Corrupt snappy compressed data when using row groups >5K rows
Version: Parquet.Net v3.7.1
Runtime Version: .Net Framework v4.7.2
OS: Windows
Is the 5K rows per row group a recommendation or a strict rule? If I create a parquet file with 2 row groups of 10K rows each, with a string and a timestamp columns, the created file cannot be read by Impala or pyarrow, the latter reporting a "pyarrow.lib.ArrowIOError: Arrow error: IOError: Corrupt snappy compressed data." error.

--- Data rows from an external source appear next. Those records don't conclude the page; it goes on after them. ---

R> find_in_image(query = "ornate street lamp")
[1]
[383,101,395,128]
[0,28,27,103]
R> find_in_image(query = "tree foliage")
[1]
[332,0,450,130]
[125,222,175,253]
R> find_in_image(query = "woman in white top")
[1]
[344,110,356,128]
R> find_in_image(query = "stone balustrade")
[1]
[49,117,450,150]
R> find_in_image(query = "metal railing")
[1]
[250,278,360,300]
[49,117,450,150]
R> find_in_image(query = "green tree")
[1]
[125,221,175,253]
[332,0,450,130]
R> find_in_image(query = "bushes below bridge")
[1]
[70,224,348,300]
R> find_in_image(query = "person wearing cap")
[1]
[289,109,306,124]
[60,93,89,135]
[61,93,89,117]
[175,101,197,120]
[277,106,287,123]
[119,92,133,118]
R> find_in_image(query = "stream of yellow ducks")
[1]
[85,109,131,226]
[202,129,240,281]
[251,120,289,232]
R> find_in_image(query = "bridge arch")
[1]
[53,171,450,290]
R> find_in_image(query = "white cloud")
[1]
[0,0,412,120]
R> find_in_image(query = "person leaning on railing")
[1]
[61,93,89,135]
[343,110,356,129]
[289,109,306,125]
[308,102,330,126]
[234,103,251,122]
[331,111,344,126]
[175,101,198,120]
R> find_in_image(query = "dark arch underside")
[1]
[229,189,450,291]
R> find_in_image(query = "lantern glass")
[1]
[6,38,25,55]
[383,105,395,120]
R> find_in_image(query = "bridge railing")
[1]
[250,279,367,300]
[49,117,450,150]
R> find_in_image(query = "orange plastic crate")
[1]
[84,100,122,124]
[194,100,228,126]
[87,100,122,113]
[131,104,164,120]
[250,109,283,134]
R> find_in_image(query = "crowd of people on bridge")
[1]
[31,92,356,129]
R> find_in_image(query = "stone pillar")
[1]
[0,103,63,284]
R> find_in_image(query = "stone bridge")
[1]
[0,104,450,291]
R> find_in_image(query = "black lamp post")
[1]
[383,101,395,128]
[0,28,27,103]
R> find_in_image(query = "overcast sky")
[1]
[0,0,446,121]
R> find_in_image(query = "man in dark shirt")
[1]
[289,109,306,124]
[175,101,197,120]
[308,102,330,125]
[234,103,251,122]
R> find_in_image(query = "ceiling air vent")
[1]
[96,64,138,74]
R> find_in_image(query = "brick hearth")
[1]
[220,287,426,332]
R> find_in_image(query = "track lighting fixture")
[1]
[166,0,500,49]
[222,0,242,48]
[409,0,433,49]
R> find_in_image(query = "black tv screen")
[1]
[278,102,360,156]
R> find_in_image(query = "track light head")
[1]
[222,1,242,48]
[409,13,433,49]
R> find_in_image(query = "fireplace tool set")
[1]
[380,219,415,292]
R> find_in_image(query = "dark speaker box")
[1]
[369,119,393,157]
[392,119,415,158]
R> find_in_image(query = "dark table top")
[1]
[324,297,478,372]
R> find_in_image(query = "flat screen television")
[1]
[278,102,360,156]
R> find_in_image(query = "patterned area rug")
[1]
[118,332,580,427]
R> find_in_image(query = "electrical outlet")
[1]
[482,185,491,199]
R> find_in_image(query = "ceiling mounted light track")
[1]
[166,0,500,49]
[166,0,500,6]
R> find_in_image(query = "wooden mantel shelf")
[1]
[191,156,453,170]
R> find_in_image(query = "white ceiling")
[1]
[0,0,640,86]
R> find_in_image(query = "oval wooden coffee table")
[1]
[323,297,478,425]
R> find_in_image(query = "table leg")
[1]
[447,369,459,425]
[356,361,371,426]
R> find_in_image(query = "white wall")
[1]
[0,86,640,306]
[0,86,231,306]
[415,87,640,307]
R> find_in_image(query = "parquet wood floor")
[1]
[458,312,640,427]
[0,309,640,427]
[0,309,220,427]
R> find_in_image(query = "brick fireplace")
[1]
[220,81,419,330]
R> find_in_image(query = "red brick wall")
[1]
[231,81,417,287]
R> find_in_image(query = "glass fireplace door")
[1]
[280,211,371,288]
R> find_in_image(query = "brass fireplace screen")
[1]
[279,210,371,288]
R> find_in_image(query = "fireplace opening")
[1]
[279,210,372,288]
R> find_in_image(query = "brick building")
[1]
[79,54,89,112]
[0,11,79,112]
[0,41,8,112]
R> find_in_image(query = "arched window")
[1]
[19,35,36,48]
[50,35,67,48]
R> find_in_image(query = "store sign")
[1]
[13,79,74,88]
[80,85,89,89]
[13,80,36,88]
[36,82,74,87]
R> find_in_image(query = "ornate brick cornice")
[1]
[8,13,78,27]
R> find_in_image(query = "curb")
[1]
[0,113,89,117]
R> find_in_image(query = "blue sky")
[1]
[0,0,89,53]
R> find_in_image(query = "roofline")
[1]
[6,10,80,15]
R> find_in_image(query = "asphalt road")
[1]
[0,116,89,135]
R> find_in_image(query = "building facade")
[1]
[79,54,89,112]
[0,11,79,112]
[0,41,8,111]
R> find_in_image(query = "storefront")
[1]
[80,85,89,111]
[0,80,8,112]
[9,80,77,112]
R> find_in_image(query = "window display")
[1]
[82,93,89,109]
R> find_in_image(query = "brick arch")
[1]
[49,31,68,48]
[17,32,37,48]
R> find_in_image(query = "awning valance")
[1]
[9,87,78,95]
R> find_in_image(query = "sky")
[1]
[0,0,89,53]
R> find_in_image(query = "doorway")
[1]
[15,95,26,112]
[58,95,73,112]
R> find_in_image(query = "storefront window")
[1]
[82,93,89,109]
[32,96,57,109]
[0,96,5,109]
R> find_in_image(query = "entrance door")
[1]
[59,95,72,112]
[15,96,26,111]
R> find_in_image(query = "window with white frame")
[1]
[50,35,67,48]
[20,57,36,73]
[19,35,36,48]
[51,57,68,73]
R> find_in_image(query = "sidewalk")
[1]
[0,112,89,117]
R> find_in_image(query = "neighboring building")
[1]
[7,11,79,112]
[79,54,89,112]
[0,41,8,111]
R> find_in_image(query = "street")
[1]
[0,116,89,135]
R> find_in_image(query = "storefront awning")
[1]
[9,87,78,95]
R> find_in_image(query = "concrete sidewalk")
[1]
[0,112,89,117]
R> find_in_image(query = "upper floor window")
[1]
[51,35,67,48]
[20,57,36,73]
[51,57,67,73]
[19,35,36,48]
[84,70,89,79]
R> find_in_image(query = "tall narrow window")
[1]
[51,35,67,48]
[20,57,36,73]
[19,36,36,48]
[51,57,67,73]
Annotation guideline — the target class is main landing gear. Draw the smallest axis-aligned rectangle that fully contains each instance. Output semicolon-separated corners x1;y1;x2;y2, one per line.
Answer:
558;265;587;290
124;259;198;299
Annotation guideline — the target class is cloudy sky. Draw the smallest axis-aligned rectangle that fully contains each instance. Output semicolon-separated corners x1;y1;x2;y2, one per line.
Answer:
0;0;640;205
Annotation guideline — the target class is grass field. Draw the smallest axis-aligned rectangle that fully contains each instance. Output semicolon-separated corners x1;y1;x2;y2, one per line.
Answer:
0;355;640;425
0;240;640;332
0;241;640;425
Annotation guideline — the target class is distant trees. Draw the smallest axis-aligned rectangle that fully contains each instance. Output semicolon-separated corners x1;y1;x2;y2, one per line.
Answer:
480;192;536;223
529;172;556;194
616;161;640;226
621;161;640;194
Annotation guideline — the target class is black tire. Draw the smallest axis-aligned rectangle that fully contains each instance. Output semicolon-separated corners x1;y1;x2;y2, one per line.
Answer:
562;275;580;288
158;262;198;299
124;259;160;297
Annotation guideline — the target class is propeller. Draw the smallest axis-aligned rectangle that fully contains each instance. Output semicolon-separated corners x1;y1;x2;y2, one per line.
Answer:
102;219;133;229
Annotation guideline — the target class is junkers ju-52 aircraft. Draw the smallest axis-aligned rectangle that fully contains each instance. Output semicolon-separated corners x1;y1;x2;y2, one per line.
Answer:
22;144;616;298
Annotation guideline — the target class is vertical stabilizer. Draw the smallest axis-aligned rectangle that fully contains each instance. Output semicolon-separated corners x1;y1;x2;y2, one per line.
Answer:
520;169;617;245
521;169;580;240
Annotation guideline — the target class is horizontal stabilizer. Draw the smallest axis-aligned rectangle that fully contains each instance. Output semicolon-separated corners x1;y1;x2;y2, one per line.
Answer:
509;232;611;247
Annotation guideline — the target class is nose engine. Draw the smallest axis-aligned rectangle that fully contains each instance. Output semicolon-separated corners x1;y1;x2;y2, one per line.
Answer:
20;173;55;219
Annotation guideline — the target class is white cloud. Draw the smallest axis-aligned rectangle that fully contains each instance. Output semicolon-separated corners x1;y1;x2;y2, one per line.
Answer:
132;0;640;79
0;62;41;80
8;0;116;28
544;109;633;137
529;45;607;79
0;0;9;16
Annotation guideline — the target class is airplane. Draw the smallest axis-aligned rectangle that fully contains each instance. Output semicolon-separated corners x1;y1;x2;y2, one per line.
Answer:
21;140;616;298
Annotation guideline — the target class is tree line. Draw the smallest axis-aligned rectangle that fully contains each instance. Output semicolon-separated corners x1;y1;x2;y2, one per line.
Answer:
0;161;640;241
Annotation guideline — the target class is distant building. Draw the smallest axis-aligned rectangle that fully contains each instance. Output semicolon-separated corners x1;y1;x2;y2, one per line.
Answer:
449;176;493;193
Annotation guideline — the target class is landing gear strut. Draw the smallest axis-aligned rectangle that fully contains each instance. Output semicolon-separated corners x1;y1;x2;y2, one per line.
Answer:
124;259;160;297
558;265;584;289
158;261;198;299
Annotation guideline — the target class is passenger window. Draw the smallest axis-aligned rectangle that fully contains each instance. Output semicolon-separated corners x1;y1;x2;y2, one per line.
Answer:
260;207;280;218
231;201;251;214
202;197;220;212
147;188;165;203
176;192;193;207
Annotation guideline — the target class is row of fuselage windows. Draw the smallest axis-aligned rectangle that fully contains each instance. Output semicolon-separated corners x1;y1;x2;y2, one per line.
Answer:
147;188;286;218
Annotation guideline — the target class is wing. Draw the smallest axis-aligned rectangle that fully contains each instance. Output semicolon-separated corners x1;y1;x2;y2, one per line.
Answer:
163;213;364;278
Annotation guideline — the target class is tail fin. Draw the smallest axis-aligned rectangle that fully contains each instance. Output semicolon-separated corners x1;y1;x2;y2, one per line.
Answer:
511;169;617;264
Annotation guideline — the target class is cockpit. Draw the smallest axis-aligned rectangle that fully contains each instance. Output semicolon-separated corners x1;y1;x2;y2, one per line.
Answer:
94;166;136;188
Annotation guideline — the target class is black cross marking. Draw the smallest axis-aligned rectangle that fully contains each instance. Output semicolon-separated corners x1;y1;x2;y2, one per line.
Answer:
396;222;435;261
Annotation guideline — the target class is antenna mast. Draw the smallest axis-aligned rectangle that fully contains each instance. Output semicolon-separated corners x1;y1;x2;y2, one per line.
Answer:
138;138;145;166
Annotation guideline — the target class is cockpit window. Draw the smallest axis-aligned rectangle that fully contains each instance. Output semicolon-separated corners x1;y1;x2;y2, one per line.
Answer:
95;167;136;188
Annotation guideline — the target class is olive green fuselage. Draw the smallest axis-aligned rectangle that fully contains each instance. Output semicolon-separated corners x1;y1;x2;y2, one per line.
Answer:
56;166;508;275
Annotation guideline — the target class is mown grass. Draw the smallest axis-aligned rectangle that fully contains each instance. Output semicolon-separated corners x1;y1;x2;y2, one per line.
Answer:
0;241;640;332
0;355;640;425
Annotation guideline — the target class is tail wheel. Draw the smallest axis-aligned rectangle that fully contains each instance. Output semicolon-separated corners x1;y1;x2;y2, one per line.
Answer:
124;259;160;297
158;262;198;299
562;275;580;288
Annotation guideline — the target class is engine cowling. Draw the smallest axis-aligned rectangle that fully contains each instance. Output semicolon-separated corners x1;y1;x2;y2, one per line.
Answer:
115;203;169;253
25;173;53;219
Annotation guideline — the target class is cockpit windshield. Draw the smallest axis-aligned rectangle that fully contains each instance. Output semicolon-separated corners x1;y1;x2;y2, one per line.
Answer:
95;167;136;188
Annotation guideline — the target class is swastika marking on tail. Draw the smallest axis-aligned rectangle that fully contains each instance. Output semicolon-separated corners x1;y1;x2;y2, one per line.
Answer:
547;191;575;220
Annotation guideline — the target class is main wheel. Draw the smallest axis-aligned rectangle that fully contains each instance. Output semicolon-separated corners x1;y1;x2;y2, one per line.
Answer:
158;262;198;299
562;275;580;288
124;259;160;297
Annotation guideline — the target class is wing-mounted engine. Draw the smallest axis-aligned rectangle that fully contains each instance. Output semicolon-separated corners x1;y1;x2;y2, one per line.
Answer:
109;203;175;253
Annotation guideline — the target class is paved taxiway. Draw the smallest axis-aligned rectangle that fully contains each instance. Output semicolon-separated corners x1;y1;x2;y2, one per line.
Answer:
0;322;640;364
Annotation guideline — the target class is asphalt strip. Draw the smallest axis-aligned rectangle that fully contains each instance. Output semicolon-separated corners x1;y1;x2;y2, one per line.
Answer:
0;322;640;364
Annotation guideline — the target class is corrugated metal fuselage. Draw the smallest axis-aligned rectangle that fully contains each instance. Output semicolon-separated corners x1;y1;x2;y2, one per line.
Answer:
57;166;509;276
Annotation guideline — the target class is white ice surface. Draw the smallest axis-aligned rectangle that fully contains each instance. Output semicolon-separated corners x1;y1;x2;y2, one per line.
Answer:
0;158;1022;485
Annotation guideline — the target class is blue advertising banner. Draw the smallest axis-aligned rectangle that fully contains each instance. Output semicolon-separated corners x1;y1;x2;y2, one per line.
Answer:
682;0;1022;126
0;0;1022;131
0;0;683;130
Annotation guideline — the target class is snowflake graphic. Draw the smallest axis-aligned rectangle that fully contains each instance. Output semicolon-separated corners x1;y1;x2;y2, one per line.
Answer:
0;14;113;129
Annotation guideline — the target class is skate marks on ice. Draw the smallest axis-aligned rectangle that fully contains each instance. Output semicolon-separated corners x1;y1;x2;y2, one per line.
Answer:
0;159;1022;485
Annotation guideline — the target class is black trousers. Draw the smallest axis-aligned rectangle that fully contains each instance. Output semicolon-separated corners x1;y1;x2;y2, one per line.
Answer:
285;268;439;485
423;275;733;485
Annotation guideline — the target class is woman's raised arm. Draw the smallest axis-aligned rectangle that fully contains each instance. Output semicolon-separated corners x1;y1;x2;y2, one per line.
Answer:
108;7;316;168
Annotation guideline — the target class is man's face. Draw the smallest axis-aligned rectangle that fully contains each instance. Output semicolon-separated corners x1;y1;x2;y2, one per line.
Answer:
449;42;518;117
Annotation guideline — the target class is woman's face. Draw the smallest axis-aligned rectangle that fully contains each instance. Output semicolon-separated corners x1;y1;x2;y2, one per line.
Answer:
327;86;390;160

Code snippet reproducing the behavior
var stringField = new DataField<string>("attribute");
var timeStampField = new DataField<DateTimeOffset>("as_of");
var schema = new Schema(stringField, timeStampField);
const int rowGroupSize = 10_000;
var stringData = new string[rowGroupSize];
var timeStampData = new DateTimeOffset[rowGroupSize];
using Stream fileStream = File.Create("c:\\temp\\test.parquet");
using var parquetWriter = new ParquetWriter(schema, fileStream);
void addRowGroup()
{
for (int i = 0; i < rowGroupSize; i++)
{
stringData[i] = "x";
timeStampData[i] = DateTimeOffset.UtcNow;
}
var stringColumn = new DataColumn(stringField, stringData);
var timeStampColumn = new DataColumn(timeStampField, timeStampData);
using ParquetRowGroupWriter groupWriter = parquetWriter.CreateRowGroup();
groupWriter.WriteColumn(stringColumn);
groupWriter.WriteColumn(timeStampColumn);
}
addRowGroup();
addRowGroup();
Read from python:
import pyarrow.parquet as pq
table = pq.read_table('c:\\temp\\test.parquet')
Created Parquet file attached test.parquet.zip
Im having the exact same issue on Linux when row count>5000
Version: Parquet.Net v3.7.1 Runtime Version: .NET Core SDK (3.1.201) OS: Linux/LUbuntu
I restored to the previous version 3.7.0 and it works fine
I still don't known which project is right, but i think you shoud put the issue on https://github.com/aloneguid/parquet-dotnet.
and the problem have been solved. https://github.com/aloneguid/IronSnappy/releases v1.2.2
but no new version released. https://github.com/aloneguid/parquet-dotnet
i think the main project is maintained on alonguid/parquet-dotnet now. you can search nuget, find Parquet.Net and look at the version history. before v3.4.0 the projet url is https://github.com/elastacloud/parquet-dotnet after 3.4.1 the project url is https://github.com/aloneguid/parquet-dotnet so be it. :)
I restored to the previous version 3.7.0 and it works fine
Same here, I'll post the issue to the other repo as suggested by @skyyearxp and wait to upgrade.